L'accord a été trouvé entre les avocats des deux parties. Le dirigeant espagnol de 40 ans quitte le club après six années de service, dont cinq à la présidence du directoire. Dans l'histoire récente de l'OM, seuls Vincent Labrune et Bernard Tapie avaient tenu aussi longtemps à ce poste. Ça en dit long sur la valse des présidents dans ce club.
Le bilan sportif ? Trois podiums en quatre saisons complètes. Un retour en Ligue des Champions cette saison. Des recrues qui ont marqué (Greenwood, Aubameyang, Sanchez), d'autres qui ont coûté cher pour pas grand-chose. Le mercato à la Longoria, c'était toujours du spectacle : des noms qui tombent dans tous les sens en août, des coups de génie et des flops à 20 millions. On a vibré, on a pesté, on a espéré. Comme d'habitude à Marseille.

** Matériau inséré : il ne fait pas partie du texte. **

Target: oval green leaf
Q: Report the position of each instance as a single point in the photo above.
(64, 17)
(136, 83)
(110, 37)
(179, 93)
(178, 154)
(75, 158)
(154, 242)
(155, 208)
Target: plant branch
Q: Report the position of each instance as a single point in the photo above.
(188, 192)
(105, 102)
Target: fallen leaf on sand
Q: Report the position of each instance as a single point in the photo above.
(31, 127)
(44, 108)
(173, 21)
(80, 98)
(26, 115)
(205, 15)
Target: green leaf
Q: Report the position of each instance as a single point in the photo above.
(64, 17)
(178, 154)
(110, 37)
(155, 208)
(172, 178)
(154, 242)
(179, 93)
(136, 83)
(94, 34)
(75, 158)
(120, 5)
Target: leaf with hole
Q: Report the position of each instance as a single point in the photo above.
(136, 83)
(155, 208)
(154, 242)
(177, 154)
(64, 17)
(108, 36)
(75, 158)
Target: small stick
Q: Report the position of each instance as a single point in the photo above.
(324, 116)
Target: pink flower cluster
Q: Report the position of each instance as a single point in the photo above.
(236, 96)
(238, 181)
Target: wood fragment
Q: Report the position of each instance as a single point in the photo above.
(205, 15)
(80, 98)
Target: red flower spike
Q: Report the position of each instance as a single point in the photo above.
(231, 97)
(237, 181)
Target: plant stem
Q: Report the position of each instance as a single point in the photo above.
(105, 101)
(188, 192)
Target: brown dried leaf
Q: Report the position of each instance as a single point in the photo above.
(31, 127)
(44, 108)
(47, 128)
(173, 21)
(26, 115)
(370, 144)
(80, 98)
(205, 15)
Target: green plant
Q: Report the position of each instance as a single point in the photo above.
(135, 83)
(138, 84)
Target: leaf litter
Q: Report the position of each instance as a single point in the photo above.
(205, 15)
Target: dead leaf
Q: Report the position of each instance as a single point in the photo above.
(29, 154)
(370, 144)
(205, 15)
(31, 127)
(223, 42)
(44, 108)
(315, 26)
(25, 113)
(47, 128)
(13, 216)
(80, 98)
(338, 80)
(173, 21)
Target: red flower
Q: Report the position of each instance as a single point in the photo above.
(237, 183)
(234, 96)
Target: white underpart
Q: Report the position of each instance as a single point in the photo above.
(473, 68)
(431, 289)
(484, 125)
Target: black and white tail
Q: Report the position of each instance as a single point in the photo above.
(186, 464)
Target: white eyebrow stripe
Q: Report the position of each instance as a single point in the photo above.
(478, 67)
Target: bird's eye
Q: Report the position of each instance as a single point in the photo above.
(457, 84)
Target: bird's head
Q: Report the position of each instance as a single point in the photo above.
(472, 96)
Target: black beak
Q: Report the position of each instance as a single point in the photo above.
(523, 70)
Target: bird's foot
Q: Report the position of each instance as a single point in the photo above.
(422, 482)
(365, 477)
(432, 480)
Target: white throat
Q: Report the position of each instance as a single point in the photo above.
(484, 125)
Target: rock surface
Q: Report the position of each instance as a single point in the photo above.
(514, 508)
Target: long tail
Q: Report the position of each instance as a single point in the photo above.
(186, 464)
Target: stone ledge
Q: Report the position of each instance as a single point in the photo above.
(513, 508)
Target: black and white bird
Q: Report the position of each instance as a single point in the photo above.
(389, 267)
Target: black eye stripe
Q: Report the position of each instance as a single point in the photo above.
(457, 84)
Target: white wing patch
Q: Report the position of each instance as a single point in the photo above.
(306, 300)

Côté coulisses, la fin a été moins glorieuse. Le feuilleton Benatia de mi-février a tout précipité. Frank McCourt a tranché : c'est Mehdi qui gère le sportif. Longoria s'est retrouvé avec un rôle "institutionnel", autant dire un bureau avec vue et rien à signer. Le genre de situation que personne n'accepte quand on a son tempérament.